Ainsi, ce qui ne se produisit pas, ce qui ne put se produire, lors de la première venue, se produira infailliblement lors de la seconde,

Ensuite, le texte sacré dit que la pierre étant tombée de la montagne, et ayant mis en pièce la grande statue, cette pierre devint une montagne si considérable qu'elle couvrit toute la terre. Daniel explique cette énigme par ces mots (voyez si vous pouvez en faire l'application à l'Eglise) :

« Dans les jours de ces rois, le Dieu du ciel suscitera un Royaume qui ne sera jamais détruit, et dont la domination ne passera point à un autre peuple. Il brisera et anéantira tous ces peuples-là, et lui-même subsistera à jamais. » (v. 44).

Nous faisons appel à la logique et au simple bon sens, et nous demandons : ces paroles peuvent-elles s'appliquer à l'Eglise ? Il serait vraiment oiseux d'insister.

Mais combien, au contraire, est intéressant à faire le rapprochement entre les paroles du prophète Daniel et celles de saint Paul, sur le même sujet : « Puis ce sera la fin, dit l'apôtre, quand Il remettra le royaume à Dieu et au Père, après avoir anéanti toute principauté, tout pouvoir et toute force. » (1re Epitre aux Corinthiens, XV, 24). Paroles à rapprocher encore de ces deux passages des Psaumes CX et II : « Le Seigneur à ta droite brisera des rois au jour de sa colère » — alors, il leur parlera dans sa fureur et les épouvantera par sa colère », et de cet autre du prophète Isaïe, XXIV, 21 : « En ce jour, Jéovah châtiera les rois de la terre, et ils seront assemblés captifs, comme sont entassés les prisonniers dans les cachots, et ils seront châtiés longtemps après. » Et enfin de ce qui est dit de tous les rois de la terre au chap. XIX de l'Apocalypse. Toutes ces paroles des prophètes doivent se vérifier un jour, puisqu'elles ne l'ont pas encore été. Et ce n'est qu'après cela que commencera sur la terre un nouveau Royaume, le Royaume messianique, absolument différent de tous ceux que le monde a connus jusqu'ici. Il sera établi par la même « pierre » qui doit détruire et anéantir la statue. Saint Paul dit encore : « Car il faut qu'Il règne jusqu'à ce qu'Il ait mis tous ses ennemis sous ses pieds. » (1 Corinth. XV, 25). Et vous voyez ici, lecteur, distinctement annoncé, le jugement des vivants (qu'il ne faut pas confondre avec le jugement des morts), jugement affirmé par notre Symbole des Apôtres et corroboré par une quantité de déclarations des Saintes Ecritures.

CONCLUSION

L'étude soigneuse de cette grande prophétie sera des plus utiles à quiconque ne peut vivre et se complaire dans l'artificiel.

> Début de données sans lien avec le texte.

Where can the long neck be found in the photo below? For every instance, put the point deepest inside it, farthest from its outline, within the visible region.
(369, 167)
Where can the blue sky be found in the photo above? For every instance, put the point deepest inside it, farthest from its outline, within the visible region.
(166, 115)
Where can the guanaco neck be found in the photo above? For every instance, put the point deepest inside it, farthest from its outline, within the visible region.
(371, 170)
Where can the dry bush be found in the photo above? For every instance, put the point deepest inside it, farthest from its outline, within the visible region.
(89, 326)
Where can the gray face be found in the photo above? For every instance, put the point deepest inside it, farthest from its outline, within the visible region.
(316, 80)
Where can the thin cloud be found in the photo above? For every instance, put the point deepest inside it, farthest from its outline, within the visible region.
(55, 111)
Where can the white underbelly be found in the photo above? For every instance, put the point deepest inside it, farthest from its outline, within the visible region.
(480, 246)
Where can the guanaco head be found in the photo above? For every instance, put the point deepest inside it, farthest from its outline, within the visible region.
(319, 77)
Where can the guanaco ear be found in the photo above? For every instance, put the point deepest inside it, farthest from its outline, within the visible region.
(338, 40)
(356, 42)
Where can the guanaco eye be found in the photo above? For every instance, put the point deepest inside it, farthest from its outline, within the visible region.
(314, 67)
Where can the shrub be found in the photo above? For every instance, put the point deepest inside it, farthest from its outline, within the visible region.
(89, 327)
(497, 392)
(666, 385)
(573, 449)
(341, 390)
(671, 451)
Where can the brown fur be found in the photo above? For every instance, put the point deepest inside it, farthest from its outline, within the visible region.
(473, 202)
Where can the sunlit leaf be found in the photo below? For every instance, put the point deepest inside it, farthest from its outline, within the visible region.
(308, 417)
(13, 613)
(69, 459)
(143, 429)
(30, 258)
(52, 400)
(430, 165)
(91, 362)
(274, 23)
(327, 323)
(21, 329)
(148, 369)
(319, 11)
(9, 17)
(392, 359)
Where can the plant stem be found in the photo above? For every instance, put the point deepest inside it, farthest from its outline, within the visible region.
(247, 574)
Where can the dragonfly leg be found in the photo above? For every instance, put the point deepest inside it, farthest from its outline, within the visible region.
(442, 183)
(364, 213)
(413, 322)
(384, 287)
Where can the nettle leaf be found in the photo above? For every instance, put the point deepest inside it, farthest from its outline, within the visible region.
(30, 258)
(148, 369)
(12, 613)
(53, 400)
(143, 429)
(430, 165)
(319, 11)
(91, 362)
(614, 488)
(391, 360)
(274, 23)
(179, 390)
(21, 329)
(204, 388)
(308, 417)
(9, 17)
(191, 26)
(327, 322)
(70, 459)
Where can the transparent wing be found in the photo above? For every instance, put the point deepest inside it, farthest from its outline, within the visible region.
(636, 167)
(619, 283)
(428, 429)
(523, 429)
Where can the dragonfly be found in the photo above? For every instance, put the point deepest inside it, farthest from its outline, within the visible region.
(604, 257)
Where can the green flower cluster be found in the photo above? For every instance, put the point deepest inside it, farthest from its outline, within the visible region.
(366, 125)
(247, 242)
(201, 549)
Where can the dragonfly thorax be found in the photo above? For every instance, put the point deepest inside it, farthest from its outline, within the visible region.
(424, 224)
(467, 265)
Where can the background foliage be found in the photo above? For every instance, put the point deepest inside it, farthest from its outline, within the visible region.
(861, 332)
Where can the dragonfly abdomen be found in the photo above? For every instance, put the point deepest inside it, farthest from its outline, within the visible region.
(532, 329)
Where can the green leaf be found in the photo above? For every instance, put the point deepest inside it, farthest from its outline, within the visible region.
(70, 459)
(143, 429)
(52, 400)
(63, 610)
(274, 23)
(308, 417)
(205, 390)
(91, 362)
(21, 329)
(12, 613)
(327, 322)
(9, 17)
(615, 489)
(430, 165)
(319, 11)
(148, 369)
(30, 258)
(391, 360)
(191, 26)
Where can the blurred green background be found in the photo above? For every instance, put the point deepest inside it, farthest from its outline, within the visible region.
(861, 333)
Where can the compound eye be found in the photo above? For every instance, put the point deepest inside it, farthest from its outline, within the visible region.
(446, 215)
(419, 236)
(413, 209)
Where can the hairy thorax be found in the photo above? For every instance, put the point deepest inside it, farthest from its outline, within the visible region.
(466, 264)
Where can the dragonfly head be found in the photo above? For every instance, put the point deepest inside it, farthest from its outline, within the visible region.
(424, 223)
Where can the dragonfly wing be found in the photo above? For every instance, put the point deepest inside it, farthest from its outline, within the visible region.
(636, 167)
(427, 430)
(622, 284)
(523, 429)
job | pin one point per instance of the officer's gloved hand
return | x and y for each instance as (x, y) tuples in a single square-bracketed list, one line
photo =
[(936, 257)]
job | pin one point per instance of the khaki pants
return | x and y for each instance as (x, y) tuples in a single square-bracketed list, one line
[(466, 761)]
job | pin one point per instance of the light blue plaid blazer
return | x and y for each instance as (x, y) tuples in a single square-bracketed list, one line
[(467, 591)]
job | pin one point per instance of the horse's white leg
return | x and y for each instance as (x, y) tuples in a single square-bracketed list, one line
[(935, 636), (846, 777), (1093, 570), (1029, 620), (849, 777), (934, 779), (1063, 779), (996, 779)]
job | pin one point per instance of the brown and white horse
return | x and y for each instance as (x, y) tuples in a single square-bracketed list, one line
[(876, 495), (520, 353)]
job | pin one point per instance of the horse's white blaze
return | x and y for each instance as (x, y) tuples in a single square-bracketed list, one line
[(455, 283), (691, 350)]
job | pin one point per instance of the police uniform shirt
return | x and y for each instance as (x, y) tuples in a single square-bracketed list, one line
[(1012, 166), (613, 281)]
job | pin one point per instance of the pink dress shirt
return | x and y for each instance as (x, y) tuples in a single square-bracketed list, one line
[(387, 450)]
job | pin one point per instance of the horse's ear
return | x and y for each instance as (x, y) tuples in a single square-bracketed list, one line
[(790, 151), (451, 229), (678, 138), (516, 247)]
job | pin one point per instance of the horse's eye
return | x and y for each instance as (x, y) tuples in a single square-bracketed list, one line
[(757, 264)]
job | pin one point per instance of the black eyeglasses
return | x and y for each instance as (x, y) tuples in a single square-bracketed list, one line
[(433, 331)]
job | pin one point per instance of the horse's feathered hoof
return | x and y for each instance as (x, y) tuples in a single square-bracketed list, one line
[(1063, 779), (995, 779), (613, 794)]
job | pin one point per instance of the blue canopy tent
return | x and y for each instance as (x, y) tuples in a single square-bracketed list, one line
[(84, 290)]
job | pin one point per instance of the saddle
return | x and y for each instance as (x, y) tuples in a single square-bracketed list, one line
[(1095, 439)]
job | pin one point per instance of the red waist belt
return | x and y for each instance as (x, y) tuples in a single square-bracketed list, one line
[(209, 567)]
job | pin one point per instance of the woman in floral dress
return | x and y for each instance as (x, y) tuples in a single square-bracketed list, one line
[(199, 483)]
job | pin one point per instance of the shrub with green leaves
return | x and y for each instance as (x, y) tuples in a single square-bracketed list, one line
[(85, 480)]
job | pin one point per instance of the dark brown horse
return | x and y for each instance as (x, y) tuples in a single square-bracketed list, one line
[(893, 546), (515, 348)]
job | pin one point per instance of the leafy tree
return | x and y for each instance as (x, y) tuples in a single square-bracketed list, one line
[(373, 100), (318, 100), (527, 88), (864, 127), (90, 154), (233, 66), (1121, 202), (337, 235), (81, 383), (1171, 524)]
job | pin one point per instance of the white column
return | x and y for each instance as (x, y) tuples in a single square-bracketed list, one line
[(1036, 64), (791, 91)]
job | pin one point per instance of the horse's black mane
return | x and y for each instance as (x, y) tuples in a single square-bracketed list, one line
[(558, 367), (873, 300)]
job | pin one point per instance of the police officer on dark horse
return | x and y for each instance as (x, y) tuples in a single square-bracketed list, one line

Elle sera d'un grand intérêt aussi à tous ceux qui n'ont jamais pris au sérieux les Ecritures ; elle leur en démontrera l'incomparable valeur.

De point en point, au cours de vingt-six siècles, depuis le monarque assyrien jusqu'à nos jours, les événements que préfigure le fameux colosse aux pieds d'argile se sont déroulés, corroborant la prophétie de la façon la plus précise.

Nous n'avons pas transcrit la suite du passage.